Kutaragi gets us all excited.
Sony Computer Entertainment president Ken Kutaragi has hinted that there may be playable PlayStation 3 demos at this year's Tokyo Games Show.
Speaking at the PlayStation Meeting in Japan last week, Kutaragi said: "We hope to use the Tokyo Game Show as a chance for everyone to get to know, or possibly experience, what next-generation entertainment is all about."

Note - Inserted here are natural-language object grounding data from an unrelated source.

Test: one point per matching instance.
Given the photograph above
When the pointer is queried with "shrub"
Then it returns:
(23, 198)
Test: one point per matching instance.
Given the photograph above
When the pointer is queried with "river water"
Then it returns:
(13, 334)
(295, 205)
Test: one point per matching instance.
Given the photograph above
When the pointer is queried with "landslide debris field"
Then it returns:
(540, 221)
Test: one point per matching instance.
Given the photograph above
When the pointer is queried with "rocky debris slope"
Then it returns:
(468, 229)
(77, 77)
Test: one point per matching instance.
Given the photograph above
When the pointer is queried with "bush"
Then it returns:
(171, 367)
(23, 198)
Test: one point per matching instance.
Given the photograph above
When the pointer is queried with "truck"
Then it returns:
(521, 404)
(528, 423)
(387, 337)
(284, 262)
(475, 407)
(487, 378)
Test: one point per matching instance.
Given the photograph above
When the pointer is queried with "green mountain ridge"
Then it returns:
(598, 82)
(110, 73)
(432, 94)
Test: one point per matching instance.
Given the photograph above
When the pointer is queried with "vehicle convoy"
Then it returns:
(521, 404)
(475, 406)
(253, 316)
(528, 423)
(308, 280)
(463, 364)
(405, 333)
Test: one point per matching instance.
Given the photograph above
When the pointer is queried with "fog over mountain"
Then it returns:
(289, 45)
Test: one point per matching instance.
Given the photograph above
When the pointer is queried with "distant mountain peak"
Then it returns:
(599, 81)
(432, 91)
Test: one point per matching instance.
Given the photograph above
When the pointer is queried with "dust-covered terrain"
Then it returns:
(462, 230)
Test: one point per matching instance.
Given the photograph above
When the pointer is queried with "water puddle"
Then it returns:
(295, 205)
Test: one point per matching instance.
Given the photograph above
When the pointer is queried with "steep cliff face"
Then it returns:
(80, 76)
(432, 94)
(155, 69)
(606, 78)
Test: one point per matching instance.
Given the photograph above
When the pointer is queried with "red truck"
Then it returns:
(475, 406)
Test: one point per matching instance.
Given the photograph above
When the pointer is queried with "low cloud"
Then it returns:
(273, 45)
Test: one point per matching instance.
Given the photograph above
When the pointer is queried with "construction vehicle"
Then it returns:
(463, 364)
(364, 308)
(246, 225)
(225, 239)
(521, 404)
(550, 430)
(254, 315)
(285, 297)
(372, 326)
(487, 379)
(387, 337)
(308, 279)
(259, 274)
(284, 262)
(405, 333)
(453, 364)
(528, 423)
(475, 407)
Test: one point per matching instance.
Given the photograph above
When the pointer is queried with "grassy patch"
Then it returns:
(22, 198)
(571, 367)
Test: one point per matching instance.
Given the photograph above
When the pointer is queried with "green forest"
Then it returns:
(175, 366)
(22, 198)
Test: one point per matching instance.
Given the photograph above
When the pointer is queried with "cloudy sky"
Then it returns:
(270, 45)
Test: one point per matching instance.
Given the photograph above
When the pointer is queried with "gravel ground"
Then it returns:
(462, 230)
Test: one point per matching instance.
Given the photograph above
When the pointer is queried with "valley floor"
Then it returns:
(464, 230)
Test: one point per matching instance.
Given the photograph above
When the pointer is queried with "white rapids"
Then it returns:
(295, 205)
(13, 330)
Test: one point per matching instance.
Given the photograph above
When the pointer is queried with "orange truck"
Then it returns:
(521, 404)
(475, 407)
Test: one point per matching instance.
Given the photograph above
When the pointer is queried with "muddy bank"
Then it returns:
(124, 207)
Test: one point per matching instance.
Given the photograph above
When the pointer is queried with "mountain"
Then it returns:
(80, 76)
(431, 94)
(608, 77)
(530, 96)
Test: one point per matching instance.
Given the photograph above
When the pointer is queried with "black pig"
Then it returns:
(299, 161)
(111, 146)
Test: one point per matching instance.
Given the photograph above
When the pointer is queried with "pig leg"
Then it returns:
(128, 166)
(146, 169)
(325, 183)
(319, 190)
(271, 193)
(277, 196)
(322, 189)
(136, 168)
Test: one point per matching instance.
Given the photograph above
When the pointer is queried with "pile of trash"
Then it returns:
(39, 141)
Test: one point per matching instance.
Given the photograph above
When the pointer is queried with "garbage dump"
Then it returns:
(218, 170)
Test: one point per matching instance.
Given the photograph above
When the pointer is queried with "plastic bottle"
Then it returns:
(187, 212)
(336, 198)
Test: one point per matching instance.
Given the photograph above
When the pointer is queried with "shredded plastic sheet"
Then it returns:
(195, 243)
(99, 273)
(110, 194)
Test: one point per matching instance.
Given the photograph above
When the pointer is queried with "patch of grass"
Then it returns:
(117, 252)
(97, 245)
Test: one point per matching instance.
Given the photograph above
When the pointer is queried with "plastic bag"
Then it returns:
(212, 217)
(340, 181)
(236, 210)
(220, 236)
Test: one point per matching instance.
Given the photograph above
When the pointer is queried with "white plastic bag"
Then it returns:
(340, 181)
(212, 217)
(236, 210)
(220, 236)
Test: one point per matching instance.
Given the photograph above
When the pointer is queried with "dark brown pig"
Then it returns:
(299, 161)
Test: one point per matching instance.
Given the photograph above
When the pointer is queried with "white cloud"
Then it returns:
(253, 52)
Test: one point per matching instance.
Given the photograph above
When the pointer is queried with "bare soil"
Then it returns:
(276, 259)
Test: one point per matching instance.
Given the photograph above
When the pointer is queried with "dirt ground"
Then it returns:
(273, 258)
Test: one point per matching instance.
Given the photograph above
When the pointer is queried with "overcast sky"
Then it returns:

Kutaragi also unveiled the current PS3 development kit, codenamed Cytology, at the event. It runs at 2.4GHz with a 512MB memory and is about the same size of a PC, but Sony plans to produce a smaller version in December titled the PS3 Reference Tool. The new kit will run at 3.2GHz, just like the PS3.
So far only 450 PS3 dev kits have been shipped around the globe, according to Kutaragi, who explained that this was not by any means due to a lack of demand. "We've been getting a lot of requests from developers since E3 that they want more development kits for the PS3," he said.
"The demand for the kits has gone beyond what we can handle. We've been discussing what we can do about it."
Sony will ship 200 dev kits in August and another 300 in September but things will really start to take off in October, when the rate of production will increase to 3000 units per month.
Kutaragi went on to restate earlier suggestions that the PS3 won't come cheap, telling the crowd: "I'm not going to reveal it's price today, I'm only going to say that it'll be expensive."